Yes. Let me take your first question. So for 2025, our fee and platform revenue or earnings actually increased by 3% Y-o-Y. This was despite a decline in the debit card earnings from lowering of the merchant fee rate. This was driven by very high Y-o-Y growth from advertising revenue and also from our loan comparison service as well, which grew by 54% and 37%, respectively. In 2026, we intend to continue to grow our advertising business. We are targeting above 30% growth, and we will continue to be expanding our loan comparison service as well. And we are looking to launch new products as well, including a new payment and settlement product, also new joint loan products as well. And we will be strengthening our investment-related services through our investment tab, including fund investment. So overall, our annual fee and platform income or our target growth would be 20% plus Y-o-Y. And moving on to your second question, so BaaS-related products are currently being discussed within the financial sector. However, they are associated with high funding costs. And also, it's not clear -- the growth trajectory is not clear from financial institution, the genuine client base. So rather than BaaS-driven deposits, a more important priority for us would be AI-based deposit products, including our signature products like the group accounts. And so we will be expanding these types of -- we will be expanding additional services that leverage these types of signature products going forward, and this will be one of our main priorities. So for BaaS, rather than using it as a driver for deposit growth, and of course, we've seen 24% deposit growth as per the latest number; we want to apply more -- BaaS more towards the investment context.

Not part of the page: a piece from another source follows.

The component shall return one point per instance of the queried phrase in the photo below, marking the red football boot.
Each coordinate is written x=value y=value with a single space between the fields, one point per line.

For example, the joint loans that were begun in December, loan comparison services that will be scaled to include secured loans as well and mostly around loans or investment.

Operator

Operator
#19

The following question will be presented by Hye-jin Park from Daishin Securities.

Hye-jin Park

Analysts
#20

Yes. I also have two questions. I think, from some point onward, your overall asset soundness indicators actually have been tracking quite stably. What is the outlook of KakaoBank in terms of credit quality in terms of delinquency or credit cost? Most of the other banks, I think, have a largely positive view. So I'd like to know what KakaoBank is thinking. And CET1, although still high, has appeared to have gone down a little bit. So could you explain why?

Unknown Executive

Executives
#21

Yes. Let me take your first question. So first, in terms of CIR, we expect that in 2026, it will largely be similar to 2025 levels at 0.55% or slightly better. So the reason for this view is that policy-backed loans, like Sunshine loans for self-employed business owners that will be increasing. Also, there may be additional provision required, given prevailing uncertainties, both in and outside of Korea. However, these challenging factors will largely be offset as we increase the share of secured or guaranteed backed loans, including SOHO secured loans or Sunshine loans. And on balance, this will help improve our credit cost. Moving on to the second question, so in the fourth quarter, our BIS ratio stands at 23.15%, down 0.70 percentage points Q-on-Q. The main reason behind this decline is the reduction in our equity upon the termination of end-of-period dividend of 461. So again, as we resolved upon 461 in the ending dividend -- end-of-year dividend, our shareholder equity would be reduced by 219.2 billion, leading to a 75 basis point reduction in our BIS ratio.

Operator

Operator
#22

With that, we will now conclude the fourth quarter 2025 earnings call for KakaoBank. I'd like to thank all of our analysts, investors and media for taking your time to join us today. Thank you very much.